Scalability and systems concerns
- Long-horizon scalability is not stress-tested: behavior with millions of memory units, index maintenance overhead, and consolidation/re-embedding costs over months of usage are unknown.
- Embedding/model drift is not addressed: how index consistency is maintained when encoders or LLM backbones change (re-embedding strategies, versioning, downtime).
- Asynchronous consolidation’s compute budget, scheduling, and impact on interactive latency are not characterized; potential race conditions between retrieval and background updates are unexamined.
- Storage and memory-footprint growth (active vs. archived memories), compaction policies, and associated costs are not reported beyond token counts.
- Concurrency in multi-session or multi-agent settings (consistency, locking, eventual convergence of indexes and abstractions) is not discussed.
Generalization and applicability
- Evaluation is limited to LoCoMo; generalization to other long-term memory benchmarks (e.g., dynamic tool use, task planning, knowledge evolution, multi-document QA) is untested.
- No evidence for multilingual, code-switched, or domain-specific (e.g., clinical, legal) robustness; entity/temporal normalization across languages and calendars/time zones (DST) is not evaluated.
- Applicability to multimodal agent memory (e.g., images, logs, tool outputs) is not explored; how to compress/index non-text signals and align them with symbolic metadata is open.

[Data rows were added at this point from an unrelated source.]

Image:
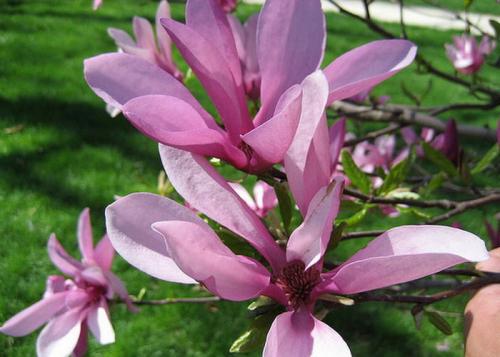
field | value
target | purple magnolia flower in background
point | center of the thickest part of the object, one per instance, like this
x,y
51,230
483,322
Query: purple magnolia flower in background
x,y
156,51
166,240
165,110
264,198
466,55
71,307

- Integration with tool-using agents (calendar/CRM updates, environment state) and bi-directional synchronization between external state and memory are unspecified.
Evaluation methodology
- Statistical rigor is limited: no variances, confidence intervals, or significance tests; reproducibility across seeds/runs and robustness across prompts/backends are not reported.

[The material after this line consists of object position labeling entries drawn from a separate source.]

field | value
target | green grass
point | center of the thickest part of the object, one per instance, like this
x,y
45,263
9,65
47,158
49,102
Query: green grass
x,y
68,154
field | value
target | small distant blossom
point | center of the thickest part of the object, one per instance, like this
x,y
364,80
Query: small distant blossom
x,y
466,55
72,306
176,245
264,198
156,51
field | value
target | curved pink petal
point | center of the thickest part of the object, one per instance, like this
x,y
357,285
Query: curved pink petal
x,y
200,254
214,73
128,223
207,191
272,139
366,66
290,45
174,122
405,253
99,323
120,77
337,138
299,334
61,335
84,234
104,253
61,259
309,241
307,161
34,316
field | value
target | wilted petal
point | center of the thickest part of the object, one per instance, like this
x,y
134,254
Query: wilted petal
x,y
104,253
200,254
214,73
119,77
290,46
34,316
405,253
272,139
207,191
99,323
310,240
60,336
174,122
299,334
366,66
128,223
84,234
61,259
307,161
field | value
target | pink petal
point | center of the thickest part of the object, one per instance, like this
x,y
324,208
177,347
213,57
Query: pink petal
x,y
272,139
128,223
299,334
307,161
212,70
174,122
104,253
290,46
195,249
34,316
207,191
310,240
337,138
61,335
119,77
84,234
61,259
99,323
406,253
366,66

- Baseline parity is unclear: token budgets, retrieval depths, and hyperparameter tuning equality (and whether high-effort baselines were re-optimized) are not substantiated.

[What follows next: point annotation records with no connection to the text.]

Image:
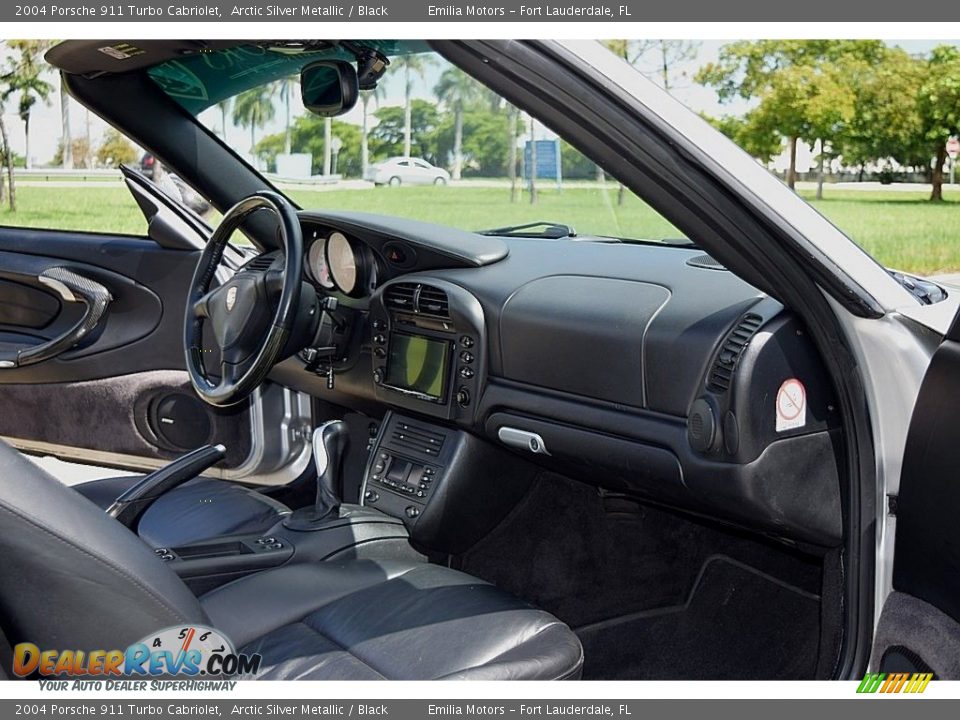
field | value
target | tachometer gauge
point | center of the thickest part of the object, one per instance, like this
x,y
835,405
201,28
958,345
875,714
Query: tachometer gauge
x,y
317,264
343,263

- Reported efficiency uses token cost; comprehensive system-level metrics (wall-clock latency under load, memory/CPU utilization, energy) across hardware are missing.
- BLEU-1/F1 may be insufficient for long-context reasoning; human evaluation, exact-match/faithfulness metrics, calibration, and error typologies are not provided.
- The “lost-in-the-middle” mitigation claim is not directly tested with targeted probes; explicit middle-position stress tests are absent.
Failure modes and diagnostics
- Consolidation might suppress important exceptions by over-abstracting behavior patterns; criteria to preserve anomalies or counterfactuals are not defined.
- No diagnostics for when to prefer fine-grained details over abstractions; strategies for uncertainty-aware retrieval (confidence thresholds, fallback to raw logs) are missing.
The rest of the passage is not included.